Why the young Luther decided to take his vows has been debated by scholars, but Luther himself wrote that he had made the promise during a terrifying thunderstorm. Thinking he was about to die, he had cried out, “Help, St. Anne, and I will become a monk.” He wrote later that he had not desired to become a monk, but because he was terrified of what the afterlife held in store for him, he had “vowed a constrained and necessary vow.”

Delivered from the thunderstorm, Luther made good on his promise. He joined the Augustinian order of monks and soon started work on his doctorate in theology at the University of Wittenberg. On a trip to Rome in 1510, however, he became offended at the corrupt practices he found there—particularly the sale of indulgences.

Upon his return to Wittenberg, Luther began to reexamine his belief system as well as the practices and teachings of the church. His concerns were compounded by an internal struggle with guilt and fear. He had an exaggerated fear of death, no doubt because of the fate that the church taught awaited those who did not accumulate the necessary “good works.” His resulting sense of hopelessness led him to develop a theology of salvation by faith alone. Thus he launched the most famous theological debate in modern history: in 1517 Luther made public his 95 theses, and the Protestant Reformation began.

Over the next few years, Luther published writings crucial to the developing Reformation, including his “Address to the Christian Nobility of the German Nation,” “On the Freedom of a Christian,” and “On the Babylonian Captivity of the Church.”

For his heretical teachings, Luther was brought to trial by the Roman Catholic Church in 1518, and again in 1521 by the Holy Roman Emperor, Charles V. On both occasions he was ordered to recant, and both times he refused. After the second trial the emperor branded him an outlaw in the empire, and Pope Leo X excommunicated him. But before he could be sentenced and punished, he managed to escape to Wartburg Castle, where he hid for a year. During this seclusion he continued to develop his new theology.

Luther, thwarted in his attempt to reform the church, found himself responsible for the establishment of a new one.

And so Luther, thwarted in his attempt to reform the church, found himself responsible for the establishment of a new one. Today’s ideals of liberation from oppressive government are deeply rooted in his work. Whether or not our democratic governments support Luther’s theology, they owe much to his vigor in opposing such a powerful institution as the Roman Catholic Church.

In addition, Luther’s translation of the Bible into German is seen as the major contributing factor in the development of a common German language and, as such, is regarded as one of his few undisputed merits.

At the heart of Luther’s theology, however, lay a deepening resentment toward the law as set forth in the Scriptures. He tried hard to convert Jews, who still observed the law as outlined in the Old Testament, but to no avail.
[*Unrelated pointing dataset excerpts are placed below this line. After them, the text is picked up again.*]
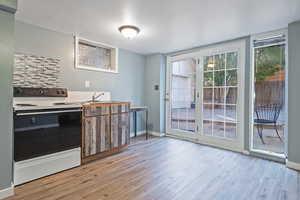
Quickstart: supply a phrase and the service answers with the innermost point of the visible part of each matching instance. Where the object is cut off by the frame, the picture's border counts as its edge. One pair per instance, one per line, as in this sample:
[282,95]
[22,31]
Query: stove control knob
[18,91]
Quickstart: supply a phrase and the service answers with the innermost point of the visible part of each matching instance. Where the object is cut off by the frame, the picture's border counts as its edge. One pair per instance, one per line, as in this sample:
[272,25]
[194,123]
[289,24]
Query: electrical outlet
[87,84]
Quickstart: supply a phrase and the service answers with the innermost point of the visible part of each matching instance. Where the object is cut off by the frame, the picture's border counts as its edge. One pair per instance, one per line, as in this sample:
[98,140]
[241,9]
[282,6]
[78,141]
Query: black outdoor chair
[267,114]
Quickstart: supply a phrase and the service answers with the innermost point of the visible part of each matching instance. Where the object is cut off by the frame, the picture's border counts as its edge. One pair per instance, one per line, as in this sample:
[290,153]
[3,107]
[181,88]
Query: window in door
[183,99]
[220,90]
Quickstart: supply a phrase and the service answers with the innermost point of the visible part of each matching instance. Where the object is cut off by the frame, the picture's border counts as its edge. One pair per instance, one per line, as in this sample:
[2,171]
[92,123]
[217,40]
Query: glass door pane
[220,87]
[183,95]
[269,103]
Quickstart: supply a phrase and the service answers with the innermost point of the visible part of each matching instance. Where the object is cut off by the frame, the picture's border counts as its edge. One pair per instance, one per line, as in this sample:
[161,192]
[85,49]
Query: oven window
[38,135]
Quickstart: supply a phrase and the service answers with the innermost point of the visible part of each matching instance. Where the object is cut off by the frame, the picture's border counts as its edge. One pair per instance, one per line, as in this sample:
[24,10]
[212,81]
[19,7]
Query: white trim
[235,145]
[157,134]
[251,90]
[138,133]
[245,152]
[154,133]
[114,56]
[211,144]
[268,153]
[293,165]
[7,192]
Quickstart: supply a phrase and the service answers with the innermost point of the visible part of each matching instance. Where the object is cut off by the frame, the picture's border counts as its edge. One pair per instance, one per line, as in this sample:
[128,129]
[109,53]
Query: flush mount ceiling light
[129,31]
Toward the end of his life he became so frustrated that he began to develop the same kind of hatred for the Jews as was common in the society around him.

In 1543, just three years before his death, Luther wrote a most condemnatory work, titled “The Jews and Their Lies.” In it he outlined a proposal to deal with them that subsequently fit comfortably alongside the Nazi philosophy that dominated Germany in the 1930s and ’40s. In fact, at the Nuremberg Trials following World War II, some Nazi leaders actually cited Luther’s writings to justify their crimes.

Luther was keen, as he read the epistles of Paul, to appropriate any comment that appeared to be against the Jews. Even a cursory reading of Paul’s letters, however, shows that Paul was always quick to stress the importance of the Jews and Israel in the plan of God. He never intended hatred to be espoused toward anyone, and certainly not toward his fellow Jews.

Have Christianity and society in general been served well by Luther’s ideas? Like most philosophies, Luther’s was a mixed bag. He was successful in beginning a movement to reject repression. This eventually led to greater personal and religious freedom for us today. Yet by attacking God's law and those who were seen to uphold it, he became a proponent of misunderstanding and hatred. In the end, Luther’s achievements—and his errors—have had a huge and continuing impact on history.